Его насмешил мой вопрос. «Теоретически», – ответил он. Мне тоже стало смешно. И мы долго от души хохотали, я и Повелитель Мака.
Татуировка у меня на руке прямо сверкала, так что у меня было чем гордиться.
– Можно мне ее забрать? – спросил я его. – Ты ведь знаешь, я ее люблю.
– Это не аргумент, – сказал он, – но я спрошу у сестры.
– У сестры?
Он плавно поднял похожий на маковую головку палец к небу:
– У Луны.
– Понятно. А ты можешь взять меня вместо Чарли? – предложил я от чистого сердца.
– Не хотелось бы тебя огорчать, – он повернулся ко мне, и я заметил, что глаза его увлажнились, – но ты не вполне годишься.
И тогда я заметил, что он плачет. Густые, белесые слезы текли по его кожистому лицу. Потрясающее было зрелище.
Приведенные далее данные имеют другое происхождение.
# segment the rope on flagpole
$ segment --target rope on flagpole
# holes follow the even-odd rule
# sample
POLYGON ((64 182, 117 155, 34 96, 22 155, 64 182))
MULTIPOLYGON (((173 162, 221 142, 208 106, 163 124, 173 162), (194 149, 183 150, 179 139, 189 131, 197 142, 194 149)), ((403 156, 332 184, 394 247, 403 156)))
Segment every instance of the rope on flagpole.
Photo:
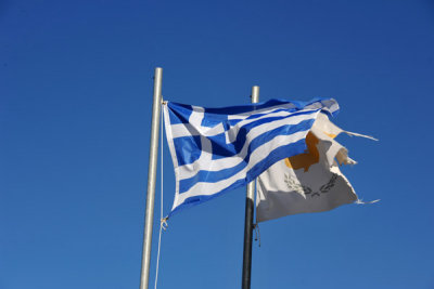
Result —
MULTIPOLYGON (((165 103, 162 100, 162 106, 165 103)), ((162 120, 161 120, 162 133, 161 133, 161 139, 159 139, 159 141, 161 141, 161 144, 159 144, 159 147, 161 147, 161 150, 159 150, 159 153, 161 153, 159 154, 161 155, 161 166, 159 166, 161 167, 161 176, 159 176, 159 180, 161 180, 161 186, 159 186, 159 188, 161 188, 159 220, 161 220, 161 222, 159 222, 159 234, 158 234, 158 251, 157 251, 157 254, 156 254, 155 286, 154 286, 155 289, 156 289, 156 285, 158 284, 159 251, 161 251, 161 248, 162 248, 162 231, 163 229, 166 231, 166 228, 167 228, 167 223, 166 223, 167 218, 163 218, 163 133, 164 133, 164 122, 163 122, 163 109, 161 109, 161 110, 162 110, 162 113, 161 113, 161 115, 162 115, 162 120)))

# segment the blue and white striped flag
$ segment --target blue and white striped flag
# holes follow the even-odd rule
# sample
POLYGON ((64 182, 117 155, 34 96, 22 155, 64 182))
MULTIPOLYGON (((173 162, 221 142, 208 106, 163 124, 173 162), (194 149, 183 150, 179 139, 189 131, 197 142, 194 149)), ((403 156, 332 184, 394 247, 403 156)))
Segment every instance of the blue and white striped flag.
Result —
POLYGON ((321 110, 335 115, 339 105, 333 98, 222 108, 166 102, 176 176, 170 214, 243 186, 275 162, 304 153, 306 134, 321 110))

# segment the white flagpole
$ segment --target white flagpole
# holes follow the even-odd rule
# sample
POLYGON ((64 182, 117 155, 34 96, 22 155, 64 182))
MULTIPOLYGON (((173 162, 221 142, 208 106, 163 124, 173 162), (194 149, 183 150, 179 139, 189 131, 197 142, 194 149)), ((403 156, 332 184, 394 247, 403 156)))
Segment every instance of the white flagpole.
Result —
POLYGON ((158 160, 159 114, 162 107, 163 68, 156 67, 154 75, 154 102, 152 105, 151 145, 148 167, 146 212, 144 219, 142 268, 140 273, 140 289, 148 289, 151 261, 152 225, 154 219, 156 163, 158 160))
MULTIPOLYGON (((252 88, 252 103, 259 102, 259 87, 252 88)), ((255 199, 255 181, 247 184, 247 194, 245 198, 245 221, 244 221, 244 250, 243 250, 243 276, 242 289, 251 288, 252 273, 252 237, 253 237, 253 210, 255 199)))

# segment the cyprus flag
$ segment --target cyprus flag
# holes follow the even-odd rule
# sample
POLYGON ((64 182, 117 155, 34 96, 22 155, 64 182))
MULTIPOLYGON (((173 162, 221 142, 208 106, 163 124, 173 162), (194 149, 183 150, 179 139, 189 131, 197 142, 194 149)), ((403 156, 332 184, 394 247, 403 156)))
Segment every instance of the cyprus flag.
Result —
POLYGON ((276 162, 257 179, 256 216, 264 222, 280 216, 321 212, 358 201, 339 165, 355 165, 347 149, 333 139, 346 132, 319 114, 306 136, 307 152, 276 162), (337 165, 339 163, 339 165, 337 165))

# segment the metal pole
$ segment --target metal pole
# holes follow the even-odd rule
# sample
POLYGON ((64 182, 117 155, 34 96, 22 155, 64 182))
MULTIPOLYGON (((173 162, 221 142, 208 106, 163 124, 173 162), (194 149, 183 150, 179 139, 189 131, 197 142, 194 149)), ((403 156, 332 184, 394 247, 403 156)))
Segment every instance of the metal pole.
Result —
POLYGON ((159 113, 162 107, 162 77, 163 77, 163 68, 156 67, 154 76, 154 102, 152 105, 151 145, 150 145, 150 158, 148 167, 146 213, 144 219, 140 289, 148 289, 148 284, 149 284, 151 245, 152 245, 152 225, 154 219, 156 163, 158 160, 159 113))
MULTIPOLYGON (((259 102, 259 87, 252 88, 252 103, 259 102)), ((245 198, 245 222, 244 222, 244 251, 243 251, 243 277, 242 289, 251 288, 252 273, 252 237, 253 237, 253 210, 255 199, 255 181, 247 184, 245 198)))

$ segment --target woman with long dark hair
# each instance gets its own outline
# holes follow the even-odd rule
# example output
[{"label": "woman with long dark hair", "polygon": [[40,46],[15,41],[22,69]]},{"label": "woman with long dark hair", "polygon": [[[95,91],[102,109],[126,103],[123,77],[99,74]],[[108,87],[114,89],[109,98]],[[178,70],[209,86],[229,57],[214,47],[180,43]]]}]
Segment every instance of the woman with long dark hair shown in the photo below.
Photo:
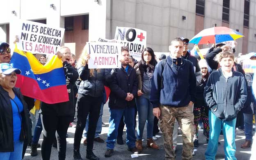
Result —
[{"label": "woman with long dark hair", "polygon": [[157,63],[154,51],[151,48],[146,47],[142,52],[142,59],[135,67],[139,81],[138,97],[136,99],[139,115],[136,147],[141,151],[142,150],[142,136],[146,122],[146,145],[155,150],[159,149],[152,139],[154,116],[153,113],[153,106],[149,102],[151,81]]}]

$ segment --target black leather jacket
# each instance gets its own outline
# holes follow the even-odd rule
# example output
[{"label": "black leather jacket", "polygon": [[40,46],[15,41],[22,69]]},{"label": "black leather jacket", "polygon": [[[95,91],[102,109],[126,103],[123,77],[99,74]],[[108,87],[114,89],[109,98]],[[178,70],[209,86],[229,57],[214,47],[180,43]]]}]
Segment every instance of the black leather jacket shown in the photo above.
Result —
[{"label": "black leather jacket", "polygon": [[[24,108],[21,113],[22,122],[20,139],[24,142],[29,142],[31,135],[29,131],[29,114],[27,105],[20,89],[14,87],[12,89],[22,103]],[[12,107],[9,94],[0,86],[0,152],[14,151],[13,121]]]},{"label": "black leather jacket", "polygon": [[213,72],[203,93],[206,102],[212,112],[225,121],[236,117],[247,98],[244,77],[241,73],[233,71],[232,72],[232,76],[227,79],[221,68]]},{"label": "black leather jacket", "polygon": [[94,75],[90,75],[88,65],[78,67],[79,78],[82,80],[78,88],[78,93],[93,97],[102,96],[104,84],[112,81],[115,74],[115,69],[100,69],[98,72],[94,69]]}]

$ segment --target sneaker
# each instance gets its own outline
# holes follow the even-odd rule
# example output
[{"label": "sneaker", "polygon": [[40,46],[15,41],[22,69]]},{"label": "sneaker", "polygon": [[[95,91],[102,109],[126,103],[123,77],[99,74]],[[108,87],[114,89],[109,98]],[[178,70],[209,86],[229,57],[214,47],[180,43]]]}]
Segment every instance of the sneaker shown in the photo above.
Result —
[{"label": "sneaker", "polygon": [[110,157],[114,153],[114,149],[107,149],[107,151],[105,152],[105,155],[104,156],[105,157]]},{"label": "sneaker", "polygon": [[175,151],[176,151],[176,147],[175,146],[172,146],[171,147],[171,148],[172,149],[173,149],[174,150],[174,152],[175,152]]},{"label": "sneaker", "polygon": [[151,148],[155,150],[158,150],[159,149],[159,147],[155,144],[152,138],[149,138],[148,139],[146,145],[148,146],[151,147]]},{"label": "sneaker", "polygon": [[154,141],[156,141],[157,140],[157,137],[155,136],[153,136],[153,137],[152,137],[152,139]]},{"label": "sneaker", "polygon": [[101,122],[101,126],[103,127],[105,127],[105,126],[107,126],[107,125],[103,123],[103,122]]},{"label": "sneaker", "polygon": [[81,157],[79,149],[74,150],[73,157],[74,158],[74,160],[83,160],[82,157]]},{"label": "sneaker", "polygon": [[136,148],[140,151],[142,151],[142,139],[137,140],[135,143]]},{"label": "sneaker", "polygon": [[127,150],[133,152],[134,154],[139,154],[141,152],[141,151],[139,151],[136,147],[134,147],[131,149],[128,148]]},{"label": "sneaker", "polygon": [[194,140],[193,143],[194,143],[194,147],[198,147],[198,139],[195,139],[195,140]]},{"label": "sneaker", "polygon": [[85,140],[84,141],[84,142],[83,142],[83,144],[84,144],[84,145],[85,146],[87,145],[87,139],[85,139]]},{"label": "sneaker", "polygon": [[98,142],[99,143],[104,143],[104,140],[102,139],[102,138],[101,138],[99,137],[98,137],[96,138],[95,138],[94,139],[94,141],[96,142]]}]

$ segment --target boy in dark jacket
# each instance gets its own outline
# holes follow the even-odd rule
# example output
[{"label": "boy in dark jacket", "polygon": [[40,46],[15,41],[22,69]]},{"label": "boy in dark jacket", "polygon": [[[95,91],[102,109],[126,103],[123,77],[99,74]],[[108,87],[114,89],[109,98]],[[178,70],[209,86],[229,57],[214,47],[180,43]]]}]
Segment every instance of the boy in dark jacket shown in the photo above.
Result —
[{"label": "boy in dark jacket", "polygon": [[126,125],[126,144],[128,150],[134,153],[139,151],[136,148],[134,129],[135,98],[138,90],[138,79],[135,69],[129,65],[128,48],[121,49],[122,56],[120,61],[122,66],[117,69],[113,81],[110,83],[111,92],[110,95],[109,107],[110,112],[107,142],[107,151],[105,156],[109,157],[114,152],[114,143],[117,137],[118,126],[123,114]]},{"label": "boy in dark jacket", "polygon": [[247,90],[243,75],[233,69],[234,55],[231,50],[221,53],[221,67],[210,76],[203,94],[211,110],[209,113],[210,136],[206,160],[215,160],[218,139],[222,130],[225,159],[236,160],[235,133],[236,116],[246,101]]}]

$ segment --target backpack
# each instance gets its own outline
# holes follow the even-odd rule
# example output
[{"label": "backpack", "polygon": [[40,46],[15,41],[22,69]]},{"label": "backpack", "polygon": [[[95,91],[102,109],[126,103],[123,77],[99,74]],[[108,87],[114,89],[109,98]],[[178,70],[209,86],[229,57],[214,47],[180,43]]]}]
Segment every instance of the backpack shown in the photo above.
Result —
[{"label": "backpack", "polygon": [[165,66],[166,64],[167,59],[163,59],[162,60],[162,73],[161,73],[161,88],[164,88],[164,82],[163,78],[163,72],[164,72],[164,69],[165,69]]}]

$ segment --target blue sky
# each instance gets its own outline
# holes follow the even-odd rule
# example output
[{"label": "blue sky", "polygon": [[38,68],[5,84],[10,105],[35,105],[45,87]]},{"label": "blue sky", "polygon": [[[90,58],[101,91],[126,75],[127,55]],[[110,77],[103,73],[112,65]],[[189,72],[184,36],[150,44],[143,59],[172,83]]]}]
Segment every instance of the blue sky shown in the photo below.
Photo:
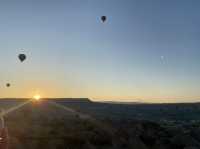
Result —
[{"label": "blue sky", "polygon": [[199,7],[197,0],[0,1],[0,97],[198,101]]}]

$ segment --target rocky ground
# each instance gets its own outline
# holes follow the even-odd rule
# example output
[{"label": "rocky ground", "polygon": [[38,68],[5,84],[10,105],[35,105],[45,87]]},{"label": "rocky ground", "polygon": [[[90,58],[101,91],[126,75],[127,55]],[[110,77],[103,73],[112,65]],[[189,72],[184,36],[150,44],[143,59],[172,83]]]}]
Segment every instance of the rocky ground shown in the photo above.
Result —
[{"label": "rocky ground", "polygon": [[8,114],[10,149],[200,149],[200,124],[93,120],[46,103]]}]

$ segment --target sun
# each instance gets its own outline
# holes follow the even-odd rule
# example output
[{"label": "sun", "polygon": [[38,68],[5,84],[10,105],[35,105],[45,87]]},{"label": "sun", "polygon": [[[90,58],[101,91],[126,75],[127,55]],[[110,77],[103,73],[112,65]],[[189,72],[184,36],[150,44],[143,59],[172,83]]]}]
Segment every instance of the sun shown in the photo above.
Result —
[{"label": "sun", "polygon": [[33,96],[33,98],[34,98],[35,100],[40,100],[41,96],[40,96],[40,95],[35,95],[35,96]]}]

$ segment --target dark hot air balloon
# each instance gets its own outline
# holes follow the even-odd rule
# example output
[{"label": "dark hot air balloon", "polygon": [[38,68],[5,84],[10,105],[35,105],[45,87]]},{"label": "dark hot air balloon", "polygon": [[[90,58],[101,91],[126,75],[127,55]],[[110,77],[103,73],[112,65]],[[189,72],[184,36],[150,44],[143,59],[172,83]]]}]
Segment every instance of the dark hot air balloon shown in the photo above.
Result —
[{"label": "dark hot air balloon", "polygon": [[6,87],[10,87],[10,83],[6,83]]},{"label": "dark hot air balloon", "polygon": [[104,23],[106,21],[107,17],[106,16],[101,16],[101,21]]},{"label": "dark hot air balloon", "polygon": [[18,58],[21,62],[23,62],[24,60],[26,60],[26,55],[25,54],[19,54]]}]

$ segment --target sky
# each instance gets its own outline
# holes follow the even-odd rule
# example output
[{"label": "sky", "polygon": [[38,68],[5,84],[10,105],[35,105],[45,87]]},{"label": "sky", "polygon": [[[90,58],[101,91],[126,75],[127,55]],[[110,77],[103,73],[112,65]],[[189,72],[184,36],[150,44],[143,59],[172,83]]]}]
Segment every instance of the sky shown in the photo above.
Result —
[{"label": "sky", "polygon": [[199,7],[198,0],[0,0],[0,97],[200,101]]}]

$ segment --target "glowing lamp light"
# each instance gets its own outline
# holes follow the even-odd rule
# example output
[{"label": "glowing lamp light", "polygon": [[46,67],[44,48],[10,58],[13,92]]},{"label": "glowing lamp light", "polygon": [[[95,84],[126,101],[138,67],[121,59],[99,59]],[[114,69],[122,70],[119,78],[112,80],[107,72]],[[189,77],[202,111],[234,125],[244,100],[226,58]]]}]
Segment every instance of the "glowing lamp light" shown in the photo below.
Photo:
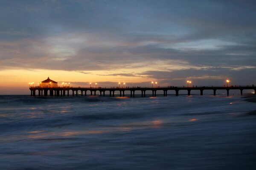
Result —
[{"label": "glowing lamp light", "polygon": [[228,83],[230,82],[230,80],[227,79],[227,80],[226,80],[226,82],[227,82],[227,87],[228,87]]},{"label": "glowing lamp light", "polygon": [[189,81],[189,80],[187,80],[187,83],[188,83],[188,88],[189,87],[189,84],[191,84],[191,81]]}]

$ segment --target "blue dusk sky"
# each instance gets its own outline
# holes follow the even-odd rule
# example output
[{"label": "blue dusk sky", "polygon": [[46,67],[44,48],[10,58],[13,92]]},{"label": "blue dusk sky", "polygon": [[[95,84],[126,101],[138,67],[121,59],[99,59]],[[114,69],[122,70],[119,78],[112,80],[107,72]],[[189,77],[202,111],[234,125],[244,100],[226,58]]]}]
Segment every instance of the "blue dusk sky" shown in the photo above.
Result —
[{"label": "blue dusk sky", "polygon": [[1,0],[1,88],[18,85],[18,94],[48,76],[81,87],[256,84],[256,7],[249,0]]}]

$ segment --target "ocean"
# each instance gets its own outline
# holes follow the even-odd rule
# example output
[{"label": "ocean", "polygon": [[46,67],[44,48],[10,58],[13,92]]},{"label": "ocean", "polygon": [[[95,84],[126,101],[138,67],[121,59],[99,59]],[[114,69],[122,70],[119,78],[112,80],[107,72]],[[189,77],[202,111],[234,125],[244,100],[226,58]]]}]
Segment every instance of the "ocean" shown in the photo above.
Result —
[{"label": "ocean", "polygon": [[239,96],[0,96],[0,170],[255,170]]}]

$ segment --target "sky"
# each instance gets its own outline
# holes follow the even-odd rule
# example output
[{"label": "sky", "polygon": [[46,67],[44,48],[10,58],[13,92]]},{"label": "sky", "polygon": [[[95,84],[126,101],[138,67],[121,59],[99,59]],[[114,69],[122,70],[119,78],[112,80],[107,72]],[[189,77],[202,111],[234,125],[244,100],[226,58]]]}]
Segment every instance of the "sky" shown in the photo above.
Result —
[{"label": "sky", "polygon": [[0,94],[256,84],[255,0],[0,0]]}]

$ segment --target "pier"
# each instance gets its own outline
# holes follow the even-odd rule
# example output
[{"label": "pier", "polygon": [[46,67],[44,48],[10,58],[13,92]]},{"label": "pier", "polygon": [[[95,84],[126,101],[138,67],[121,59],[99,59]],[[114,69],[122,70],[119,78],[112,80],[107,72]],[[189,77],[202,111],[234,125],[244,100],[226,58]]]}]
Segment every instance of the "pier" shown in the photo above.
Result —
[{"label": "pier", "polygon": [[[200,92],[200,95],[204,94],[204,91],[210,90],[212,91],[212,94],[216,95],[217,90],[224,90],[227,91],[227,95],[229,96],[229,92],[231,90],[240,90],[240,94],[243,95],[244,90],[254,90],[254,94],[256,94],[256,87],[252,86],[202,86],[195,87],[164,87],[157,88],[150,87],[133,87],[127,88],[80,88],[80,87],[52,87],[52,88],[43,88],[40,87],[30,87],[29,89],[31,91],[31,96],[35,96],[36,94],[38,96],[78,96],[79,94],[81,96],[86,96],[87,92],[89,91],[90,96],[96,96],[98,93],[100,96],[105,96],[106,92],[109,92],[108,95],[110,96],[114,96],[115,95],[119,96],[124,96],[125,92],[128,91],[129,92],[129,96],[134,97],[136,91],[139,91],[141,93],[141,97],[145,97],[146,91],[151,91],[152,96],[156,96],[157,92],[163,92],[163,96],[167,96],[167,92],[170,91],[174,91],[176,96],[179,96],[179,91],[181,90],[185,90],[187,91],[188,96],[190,96],[192,91],[198,91]],[[72,91],[70,94],[70,91]],[[119,94],[116,94],[115,92],[119,92]],[[162,93],[161,93],[162,94]],[[127,94],[126,94],[126,95]]]}]

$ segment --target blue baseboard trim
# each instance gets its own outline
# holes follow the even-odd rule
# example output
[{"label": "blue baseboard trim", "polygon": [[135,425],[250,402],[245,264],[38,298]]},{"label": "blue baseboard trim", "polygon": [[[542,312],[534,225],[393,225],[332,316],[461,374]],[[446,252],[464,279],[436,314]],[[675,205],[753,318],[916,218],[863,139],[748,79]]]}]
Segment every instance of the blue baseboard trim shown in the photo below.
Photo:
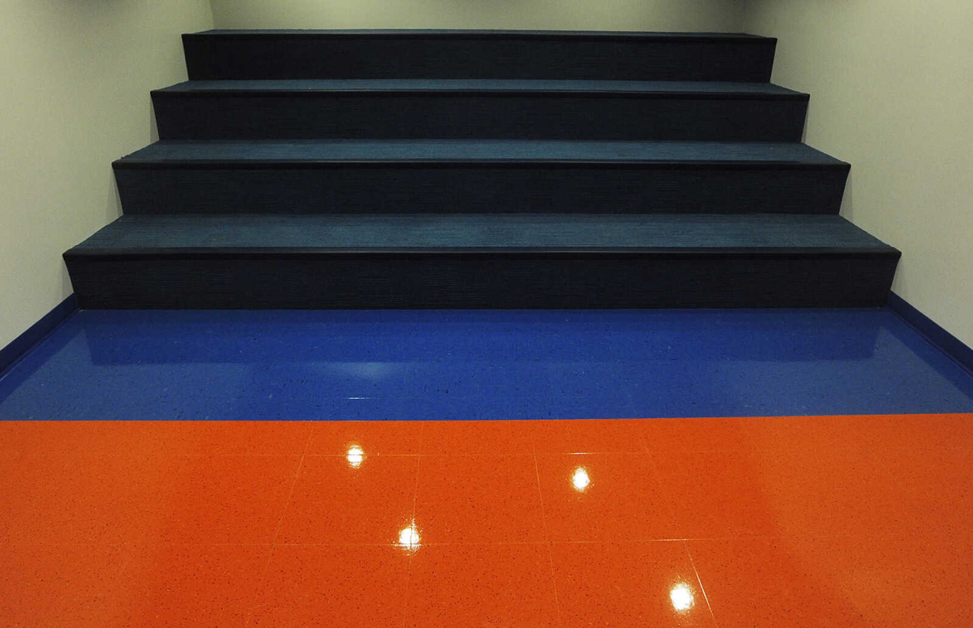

Я почувствовал, что он стыдится своей слабости, и уже собирался спросить, что он имел в виду, говоря, что я не вполне гожусь. Возможно, он думал, что Чарли из-за этого здесь и застряла?
Что это я виноват? Что я только о себе и думаю, в том смысле, который в это и Чарли вкладывала, и Фил? Он что, тоже так считает? Я-то, наоборот, только о них и думал. Отец, он ведь как маковая головка. Каждый день у меня появлялся свежий надрез и проступала моя любовь к ним, и они не отступали от меня ни на шаг. А потом я почувствовал, что они уходят, испугался, что, чего доброго, не вернутся, и сок перестал течь.
Это тяжело, хотел я сказать Повелителю Мака. Очень тяжело. Они оказываются у тебя в ладонях беззащитные, розоватые, как хрупкие ракушки со дна темного, бесконечного моря, – мелочь, одним словом. Но прежде чем ты успел выкурить трубку, смотришь, а они уже выросли. Я ведь их толком и научить ничему не успел. А я хочу их учить, потому что мне нужно, чтобы во мне нуждались.
Но мне так и не удалось поделиться этим с Повелителем Мака, потому что я снова оказался в хижине. Фил в углу на коленях, без рубашки, читал молитвы. Мик пытливо меня разглядывал. Потом Чарли подняла крик и ударила в грудь, но я ничего не чувствовал, как будто это она не меня бьет, а кого-то другого. Мик с Набао оттащили ее от меня, при этом, насколько помню, я что-то ясно и доходчиво объяснял.
Понимаете, мне хотелось ее успокоить и сказать, что, раз уж меня надрезали, я должен выделять сок и что она была права, а я – дурак. Был день, еще задолго до ее отъезда в университет, когда я понял, что мои дети выросли, и замкнулся. Это была самозащита. Мне тогда показалось, что я могу быть сам по себе. А теперь я хотел объяснить ей, что понял, как можно жить, что любовь нельзя дозировать, нельзя отмерять.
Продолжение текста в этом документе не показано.